The Unesco World Heritage Committee’s failure to officially declare the Great Barrier Reef ‘In Danger’ is a missed opportunity to shine a light on the Australian Government’s neglect of a natural wonder that remains at great risk due to the impacts of climate change, environmental group Greenpeace says.
The much-anticipated announcement was made late on Friday evening following a Unesco warning last month that the long-term outlook for the Reef had further deteriorated from ‘poor’ to ‘very poor’.
Greenpeace Australia Pacific CEO David Ritter said the Federal Government had abandoned its obligations to protect the Reef.
“Under the Unesco treaty, the Australian government promised the world it would do its utmost to protect the Reef – instead it has done its utmost to hide the truth,” he commented.
One of the most cynical lobbying efforts in recent history
“This is a victory for one of the most cynical lobbying efforts in recent history. This is not an achievement – it is a day of shame for the Australian Government.”
Despite the International Union for Conservation of Nature stating that the Reef “unambiguously” met the criteria to be declared a World Heritage site in danger, Australia’s lobbying efforts were successful and a majority of Unesco committee members did not support the listing.
“Imagine if the Australian Government put as much effort, time and money into protecting our natural wonders like the Great Barrier Reef through climate action, rather than playing politics and refusing to take action,” Ritter said.
“Climate change is the number one threat to the Great Barrier Reef – and the Australian government has no credible plan for cutting emissions, no climate target, and continues to promote and subsidise the mining and burning of coal, oil and gas that are the number one drivers of global warming.

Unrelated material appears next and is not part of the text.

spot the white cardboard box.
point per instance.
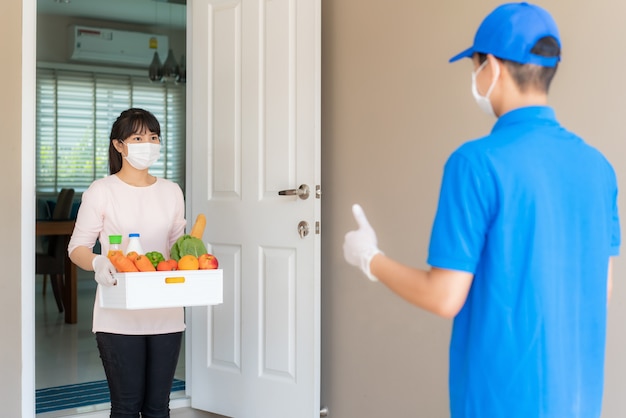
(163, 289)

“Jetsetting around the world, at great expense to taxpayers, to block a decision that would demand climate action is a slap in the face to all Australians who love and care about our beautiful Reef.”
Nineteen out of 21 committee members support Australia
Meanwhile, Minister for the Environment, Sussan Ley, has welcomed the decision.

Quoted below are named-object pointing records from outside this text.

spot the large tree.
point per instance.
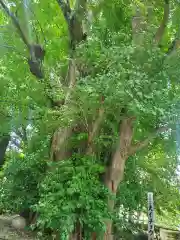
(100, 89)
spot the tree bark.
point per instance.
(3, 147)
(115, 172)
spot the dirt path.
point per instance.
(9, 233)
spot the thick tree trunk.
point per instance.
(115, 172)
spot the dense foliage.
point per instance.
(119, 75)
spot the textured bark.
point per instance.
(4, 141)
(162, 27)
(95, 128)
(115, 172)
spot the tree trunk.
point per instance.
(115, 172)
(3, 146)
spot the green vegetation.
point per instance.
(97, 116)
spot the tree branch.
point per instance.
(140, 145)
(16, 23)
(160, 32)
(95, 128)
(66, 10)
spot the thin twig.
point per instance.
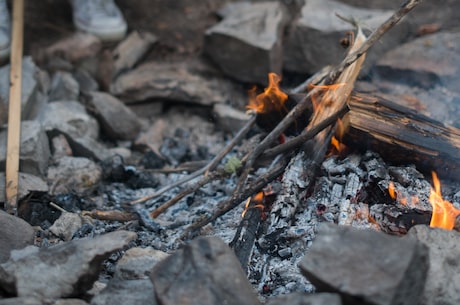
(212, 164)
(204, 180)
(298, 141)
(232, 202)
(332, 78)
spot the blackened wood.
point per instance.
(245, 236)
(402, 136)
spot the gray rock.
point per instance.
(66, 225)
(318, 29)
(204, 272)
(27, 184)
(35, 151)
(117, 121)
(70, 302)
(22, 301)
(131, 50)
(65, 270)
(424, 62)
(247, 43)
(137, 263)
(366, 267)
(126, 292)
(15, 234)
(29, 91)
(74, 48)
(180, 81)
(229, 118)
(70, 118)
(306, 299)
(64, 87)
(89, 148)
(444, 272)
(86, 82)
(74, 174)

After a week of face-to-face meetings in Europe to detail Australia’s position to Committee members, Ley formally represented Australia’s case to the World Heritage Committee meeting. Nineteen nations, including Australia, from the 21-member Committee spoke in support.
“This has never been about Australia hiding from the challenges facing the Reef or the pressures of climate change, it has been about ensuring a fair and transparent process for the Reef and the people who work tirelessly to protect it,” the Minister said.
“Our concern was always that Unesco had sought an immediate ‘In Danger’ listing without appropriate consultation, without a site visit and without all the latest information … it is clear that this process has concerned not only Australia but other nations as well.”